Duke Ellington and Billy Strayhorn embarked on a formidable number of varied projects following Ellington’s Orchestra sensational success at the 1956 Newport Jazz Festival. Among the most overlooked are their takes on symphonic works, the first of which came in 1960, and was a reinterpretation of Tchaikovsky’s popular Nutcracker Suite. Ellington and Strayhorn take turns reinventing movements from this beloved suite, and the end result is positively glowing with the elegance, musicianship, creativity and good humor that Ellington and his gang were known for.


Vince Guaraldi Trio, A Charlie Brown Christmas (Fantasy, 1965)

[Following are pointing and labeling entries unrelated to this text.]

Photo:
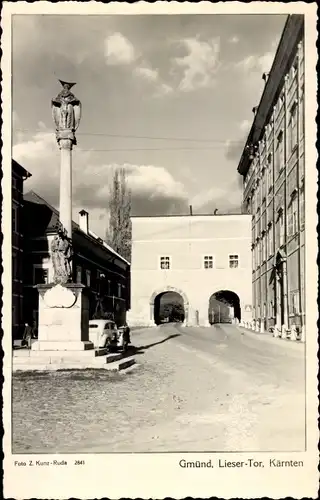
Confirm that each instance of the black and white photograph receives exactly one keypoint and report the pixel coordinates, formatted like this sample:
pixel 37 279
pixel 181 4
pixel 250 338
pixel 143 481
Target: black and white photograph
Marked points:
pixel 162 185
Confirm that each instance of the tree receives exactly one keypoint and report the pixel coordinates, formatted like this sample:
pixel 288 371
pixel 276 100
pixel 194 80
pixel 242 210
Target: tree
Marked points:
pixel 119 230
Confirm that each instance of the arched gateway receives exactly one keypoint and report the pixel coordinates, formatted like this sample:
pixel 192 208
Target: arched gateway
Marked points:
pixel 157 295
pixel 224 307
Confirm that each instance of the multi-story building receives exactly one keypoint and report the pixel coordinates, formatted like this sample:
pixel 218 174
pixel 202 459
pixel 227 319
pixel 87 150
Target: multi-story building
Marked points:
pixel 19 175
pixel 95 264
pixel 199 257
pixel 273 168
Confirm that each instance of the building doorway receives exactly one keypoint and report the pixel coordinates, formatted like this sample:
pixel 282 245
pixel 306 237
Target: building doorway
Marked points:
pixel 169 308
pixel 279 297
pixel 224 307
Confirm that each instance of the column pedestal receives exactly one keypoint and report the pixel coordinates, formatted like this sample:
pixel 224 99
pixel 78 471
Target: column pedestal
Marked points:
pixel 63 319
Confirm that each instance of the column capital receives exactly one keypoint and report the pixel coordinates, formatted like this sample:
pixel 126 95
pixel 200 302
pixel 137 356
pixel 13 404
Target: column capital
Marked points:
pixel 65 138
pixel 65 144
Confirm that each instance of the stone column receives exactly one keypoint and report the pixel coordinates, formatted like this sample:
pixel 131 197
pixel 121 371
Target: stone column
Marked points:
pixel 66 185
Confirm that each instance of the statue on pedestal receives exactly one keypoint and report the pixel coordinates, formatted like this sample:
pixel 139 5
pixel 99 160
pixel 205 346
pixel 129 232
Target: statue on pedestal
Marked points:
pixel 66 113
pixel 61 253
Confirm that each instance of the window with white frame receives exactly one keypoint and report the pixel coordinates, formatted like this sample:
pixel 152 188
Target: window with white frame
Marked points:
pixel 271 309
pixel 40 274
pixel 294 302
pixel 301 112
pixel 208 261
pixel 270 242
pixel 15 320
pixel 263 248
pixel 88 277
pixel 281 229
pixel 15 218
pixel 292 129
pixel 253 252
pixel 302 208
pixel 269 173
pixel 79 274
pixel 279 155
pixel 15 264
pixel 233 261
pixel 292 217
pixel 165 262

Nobody plays quite like Vince Guaraldi, a master of saying more with less. For him, it was all about the touch and feel. His compositions on A Charlie Brown Christmas are deceptively simple. Yet each one is a masterpiece in its own right, from “Linus and Lucy” to “Christmas Time Is Here,” and for many, it not the holiday season without them. Guaraldi had been initially tapped to make music for a documentary on the Peanuts franchise and was later called back to make music for this 1965 TV special and other Peanuts holiday specials. The rest is history.


Dave Brubeck, A Dave Brubeck Christmas (Telarc, 1996)

Dave Brubeck was a pioneer of full-length solo piano recordings, being one of the first major jazz artists to release successful ones in the ’50s, influencing generations of pianists to come, including Keith Jarrett. His 1996 solo album found him taking on a number of Christmas carols in ways ranging from introspective to virtuosic, and evoking varied piano traditions and idioms. 1996 also happened to have been a landmark year for Brubeck, during which he was recognized with a GRAMMY Award for Lifetime Achievement.


Dexter Gordon, Homecoming: Live at the Village Vanguard (Columbia, 1977)

Homecoming is to holiday albums as Die Hard is to holiday movies. While it may not be specifically holiday-themed, there are enough things about it to aptly melt your heart at this time of the year. Firstly, it is a stellar live album recorded by Dexter Gordon and a smoking band. But it was recorded at a significant time, smack in New York City in the middle of a holiday season as the saxophonist was returning to the United States from Europe after a long residency there. After all, isn’t that what the holiday season is all about?


Warren Wolf, Christmas Vibes (Mack Avenue, 2020)

Anyone enamored with the sound of the vibraphone is familiar with Warren Wolf, one of the greatest interpreters of the instrument today. On Christmas Vibes, he applies his craft and talents to a number of Christmas songs and even contributes an original of his own to the canon. Standout tracks feature his vibraphone front and center. And even listeners who are not fans of Christmas music will appreciate Christmas Vibes‘ groove and swing, as it offers something for everyone to dig.


Leslie Odom Jr., The Christmas Album (S-Curve, 2020)

Leslie Odom Jr. is a phenomenal artist, known among other things for his role in Broadway sensation Hamilton, as well as a great vocalist whose roots are in jazz, soul and R&B. His new Christmas album shows he has the chops and is definitely a showcase for his versatility. It also gets bonus points for including rarely heard tracks, including the Hannukah song “Ma’oz Tzur,” the Hawaiian-themed Christmas song “Mele Kalikimaka” and even the traditional New Year’s Eve theme, “Auld Lang Syne.”